It began, you see, with a pebble on the practice track. Just one pebble, just one simple accident. It was that pebble that lodged itself in the shoe of one of Sebastian’s horses. Unbalanced, the wretched creature stumbled and broke its forelegs in the fall.

We knew, even before it made its sad attempts to get back on its feet, that it was done for.

 

 

The stable master came for me in the evening, with a grim face that told me all I needed to know.

"Sebastian is short a horse," he said. "We're going to harness Incitata to Sebastian's chariot."

Although I knew it was coming, it did little to lessen the blow. The flare of anger was like the hiss of a serpent coiled tight around my bowels. Incitata was my best horse and the _funalis_ of my team-- the one who made the turns first on the inside and steadied the horses through it. My team had trained together for years; they had grown used to each other, and to put a completely new horse in her position was ridiculous. 

"You know my predicament, " he sighed. “You are the only other one who races with mares."

I knew it well; I could not deny that he was right. We would never race teams of mixed sexes. All-stallion teams were faster as a rule, but mares were quicker to learn and easier to handle. But mixing the two was unheard of. 

It was not so uncommon in the past to have mares lead the chariot, but in recent years they had fallen out of favour, with the sport enjoying the high speed of stallions. For many years my mares were the only ones of their kind in the arena. I did not have many victories to my name, but I still had my life, and that was victory enough for me.
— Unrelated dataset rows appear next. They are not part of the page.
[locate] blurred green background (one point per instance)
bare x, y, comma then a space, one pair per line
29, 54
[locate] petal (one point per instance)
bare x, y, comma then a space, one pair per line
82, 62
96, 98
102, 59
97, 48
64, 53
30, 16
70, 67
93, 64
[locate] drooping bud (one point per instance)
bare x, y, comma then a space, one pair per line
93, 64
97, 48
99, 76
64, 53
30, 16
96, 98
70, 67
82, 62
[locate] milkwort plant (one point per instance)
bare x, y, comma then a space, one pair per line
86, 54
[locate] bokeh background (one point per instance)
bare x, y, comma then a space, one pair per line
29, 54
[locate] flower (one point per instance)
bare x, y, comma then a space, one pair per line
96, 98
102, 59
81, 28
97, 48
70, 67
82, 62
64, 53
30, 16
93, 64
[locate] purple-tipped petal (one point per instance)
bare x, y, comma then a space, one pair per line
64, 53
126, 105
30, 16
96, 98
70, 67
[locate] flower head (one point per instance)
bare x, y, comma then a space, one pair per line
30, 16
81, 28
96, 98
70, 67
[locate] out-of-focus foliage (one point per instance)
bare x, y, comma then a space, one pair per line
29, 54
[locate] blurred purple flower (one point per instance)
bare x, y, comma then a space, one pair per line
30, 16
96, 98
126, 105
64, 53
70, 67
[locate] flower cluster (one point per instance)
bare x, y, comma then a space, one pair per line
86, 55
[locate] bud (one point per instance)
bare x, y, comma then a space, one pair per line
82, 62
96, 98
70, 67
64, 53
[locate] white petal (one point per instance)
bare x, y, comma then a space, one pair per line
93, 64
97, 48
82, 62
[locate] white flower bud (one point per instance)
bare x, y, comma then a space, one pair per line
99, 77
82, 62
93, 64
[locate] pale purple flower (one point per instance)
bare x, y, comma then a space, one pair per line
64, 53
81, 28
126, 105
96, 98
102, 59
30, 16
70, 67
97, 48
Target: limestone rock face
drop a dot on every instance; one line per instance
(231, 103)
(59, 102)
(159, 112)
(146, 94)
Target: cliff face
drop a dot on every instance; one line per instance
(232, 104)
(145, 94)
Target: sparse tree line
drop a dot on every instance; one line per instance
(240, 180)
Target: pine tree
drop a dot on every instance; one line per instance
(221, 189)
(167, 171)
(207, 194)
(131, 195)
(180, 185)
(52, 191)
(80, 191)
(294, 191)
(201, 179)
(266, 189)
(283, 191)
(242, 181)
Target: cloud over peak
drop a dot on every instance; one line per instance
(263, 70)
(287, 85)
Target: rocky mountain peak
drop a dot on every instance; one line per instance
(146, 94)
And then came this boy, this Sebastian, with his team of mares. They were like stallions themselves, high-stepping and hot-blooded, and as fast as a storm on the track. They seemed to have come from the depths of the underworld themselves, with their gleaming black hides and wild eyes. Looking at them, you would never believe that it was Sebastian who raced them, for he seemed to me a gentle child. But in the chariot, he was a different beast completely—imperiously confident, driving his horses without fear.

Still, what the Bulls were trying to do was as unforgivable as it was obvious. It was as clear as day, what they were doing. They were taking my mare and giving her to Sebastian. They were sacrificing my race for his.

"And what of my own race?"

"Ferox is a good horse, and fleet-footed. You can have him lead in Incitata's place."

"Ferox is a stallion!"

"A gelding." A small improvement, but still it was foolish to think a team would run as well with a new horse leading them. 

"They haven't had a single run together." I knew there was nothing more I could do, yet I wasn’t ready to let it go. "Why can't Sebastian take Ferox? It was his horse that fell, after all."

I knew, before the question had left my lips that I needn't have asked. The answer was clear enough. 

"You are familiar enough with the circus, are you not?" The senior stable master looked away, irritated, as though to show me what trouble I was causing him. Finally he spoke again. "There is gold on Sebastian, Mark. Bets have been placed." It was not an apology by any means, but it was more than most would ever get. Still it was not enough. It was only my years and my experience that warranted their indulging me with an explanation, but it was that same experience that meant I, of all people, should understand why this was happening.

He looked at me sternly, reminding me of my place. "You will take Ferox and that's the last I'll hear of it. After the race, we'll find a new _funalis_ for Sebastian and you can have Incitata back."

 

 

Hours before the race, I went to the paddock in a rage, and found Sebastian there. He was a sorry sight, red-eyed and pale-faced. He stood forlornly at the gates and I noticed the dirt on his fingers, and ash from the funeral pyre on his robes. 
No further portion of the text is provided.